Investors can best prepare against an eventual market slowdown by buying cheap, unloved stocks, GMO says.
The investment firm finds the extreme discounts of deep value stocks attractive.
Once bullish sentiment starts to unwind, these valuations should correct, GMO wrote.
It’s time to embrace the market’s cheapest stocks, with the value sector poised to eventually roar back, GMO wrote in a new research note.
The investment firm, led by legendary investor Jeremy Grantham, outlined a high conviction in “deep value” equities — or stocks that are cheap relative to their genuine fundamental worth.
Based on this criteria, the investment firm began targeting the cheapest 20% of stocks in May 2023, steering clear of “deceptively cheap” value traps.

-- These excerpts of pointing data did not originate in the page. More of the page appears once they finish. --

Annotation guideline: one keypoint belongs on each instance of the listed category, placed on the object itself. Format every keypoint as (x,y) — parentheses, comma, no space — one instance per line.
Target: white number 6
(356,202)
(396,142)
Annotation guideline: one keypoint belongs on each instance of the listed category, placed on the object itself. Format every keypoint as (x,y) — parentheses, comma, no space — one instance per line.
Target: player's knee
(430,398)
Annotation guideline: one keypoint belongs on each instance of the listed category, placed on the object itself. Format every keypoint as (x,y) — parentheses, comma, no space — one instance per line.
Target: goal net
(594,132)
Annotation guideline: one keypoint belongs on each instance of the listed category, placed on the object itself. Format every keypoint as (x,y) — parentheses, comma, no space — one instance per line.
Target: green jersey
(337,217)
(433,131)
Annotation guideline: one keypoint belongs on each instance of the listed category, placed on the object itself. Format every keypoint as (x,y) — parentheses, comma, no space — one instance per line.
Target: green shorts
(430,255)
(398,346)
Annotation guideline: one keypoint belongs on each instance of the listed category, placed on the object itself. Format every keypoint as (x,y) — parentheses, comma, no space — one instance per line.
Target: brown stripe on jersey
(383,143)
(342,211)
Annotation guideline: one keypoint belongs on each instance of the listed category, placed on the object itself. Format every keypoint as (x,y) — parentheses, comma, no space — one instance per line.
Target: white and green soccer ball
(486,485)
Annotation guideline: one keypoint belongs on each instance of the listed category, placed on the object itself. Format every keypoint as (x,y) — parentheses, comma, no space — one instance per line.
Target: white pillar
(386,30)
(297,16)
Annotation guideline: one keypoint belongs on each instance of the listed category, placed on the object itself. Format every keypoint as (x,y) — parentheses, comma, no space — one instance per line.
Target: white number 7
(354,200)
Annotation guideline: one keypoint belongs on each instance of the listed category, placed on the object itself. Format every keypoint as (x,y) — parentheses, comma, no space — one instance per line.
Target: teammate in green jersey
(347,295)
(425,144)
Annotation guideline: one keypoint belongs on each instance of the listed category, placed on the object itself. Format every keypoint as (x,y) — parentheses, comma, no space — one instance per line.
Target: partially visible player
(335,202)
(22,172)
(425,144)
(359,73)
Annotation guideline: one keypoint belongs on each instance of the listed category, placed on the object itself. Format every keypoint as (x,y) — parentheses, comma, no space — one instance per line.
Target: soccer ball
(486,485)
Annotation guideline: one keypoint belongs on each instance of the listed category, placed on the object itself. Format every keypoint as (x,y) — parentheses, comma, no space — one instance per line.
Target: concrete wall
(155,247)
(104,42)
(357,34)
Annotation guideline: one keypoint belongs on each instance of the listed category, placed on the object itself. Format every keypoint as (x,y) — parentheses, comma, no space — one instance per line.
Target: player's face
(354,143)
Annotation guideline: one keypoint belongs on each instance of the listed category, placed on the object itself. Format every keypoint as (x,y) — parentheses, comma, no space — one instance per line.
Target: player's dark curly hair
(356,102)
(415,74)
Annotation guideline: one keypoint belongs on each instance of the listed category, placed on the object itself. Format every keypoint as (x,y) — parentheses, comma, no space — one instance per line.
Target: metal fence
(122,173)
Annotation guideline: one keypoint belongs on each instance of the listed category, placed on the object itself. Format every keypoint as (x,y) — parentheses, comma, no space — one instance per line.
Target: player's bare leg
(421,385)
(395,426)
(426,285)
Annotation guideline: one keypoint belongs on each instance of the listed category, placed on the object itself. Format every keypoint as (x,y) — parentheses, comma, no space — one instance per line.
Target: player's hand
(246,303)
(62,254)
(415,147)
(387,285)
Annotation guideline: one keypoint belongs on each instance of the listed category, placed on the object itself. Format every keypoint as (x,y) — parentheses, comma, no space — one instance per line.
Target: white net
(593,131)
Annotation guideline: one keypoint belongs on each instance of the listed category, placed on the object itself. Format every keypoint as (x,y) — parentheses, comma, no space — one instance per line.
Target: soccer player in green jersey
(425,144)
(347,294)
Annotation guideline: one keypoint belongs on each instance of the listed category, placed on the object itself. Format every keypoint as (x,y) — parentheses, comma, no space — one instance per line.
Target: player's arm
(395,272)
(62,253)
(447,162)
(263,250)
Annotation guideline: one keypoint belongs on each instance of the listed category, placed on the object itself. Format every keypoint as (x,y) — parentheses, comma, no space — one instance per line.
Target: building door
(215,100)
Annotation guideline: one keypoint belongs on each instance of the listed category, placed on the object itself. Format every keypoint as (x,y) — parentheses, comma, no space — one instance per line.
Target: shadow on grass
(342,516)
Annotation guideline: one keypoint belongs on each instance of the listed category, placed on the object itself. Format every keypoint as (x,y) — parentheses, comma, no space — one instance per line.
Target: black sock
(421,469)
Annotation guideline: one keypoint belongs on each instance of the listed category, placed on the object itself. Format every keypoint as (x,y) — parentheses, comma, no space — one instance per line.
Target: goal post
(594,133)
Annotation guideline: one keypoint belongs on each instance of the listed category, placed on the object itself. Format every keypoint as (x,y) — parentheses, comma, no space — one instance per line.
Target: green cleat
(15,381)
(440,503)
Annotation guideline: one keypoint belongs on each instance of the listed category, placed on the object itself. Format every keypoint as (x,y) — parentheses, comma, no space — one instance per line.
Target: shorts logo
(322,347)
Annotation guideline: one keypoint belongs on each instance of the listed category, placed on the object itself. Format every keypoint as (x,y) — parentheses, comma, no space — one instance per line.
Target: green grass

“In a world where many stocks are being driven ever higher by positive sentiment and investor optimism, many of the ones that have been most unloved and left behind are trading at extraordinary discounts,” the firm wrote.
Over the past year, US investment has skewed heavily toward large-cap tech names, helping benchmark indexes notch a series of all-time highs.
Against this backdrop, deep value stocks have become extremely cheap — not only against the broader market but also in comparison to history.
“Outside of the US all value is cheap, but deep value is in the 2nd percentile of its history,” the note said. “Within the US, deep value is similarly sitting at the 10th percentile of its history, while the rest of value should largely be ignorable at current valuations.”
According to GMO, that makes deep value well-positioned to deliver strong returns once investor sentiment toward mega-caps starts to unwind. Earlier this year, GMO projected a 1% decline in US large-caps in the next seven years, predicting that deep value stocks will achieve 7.6% gains.
“The S&P 500 is tech and growth heavy, so an investment in international value is the perfect complement from more than just a regional perspective,” GMO wrote.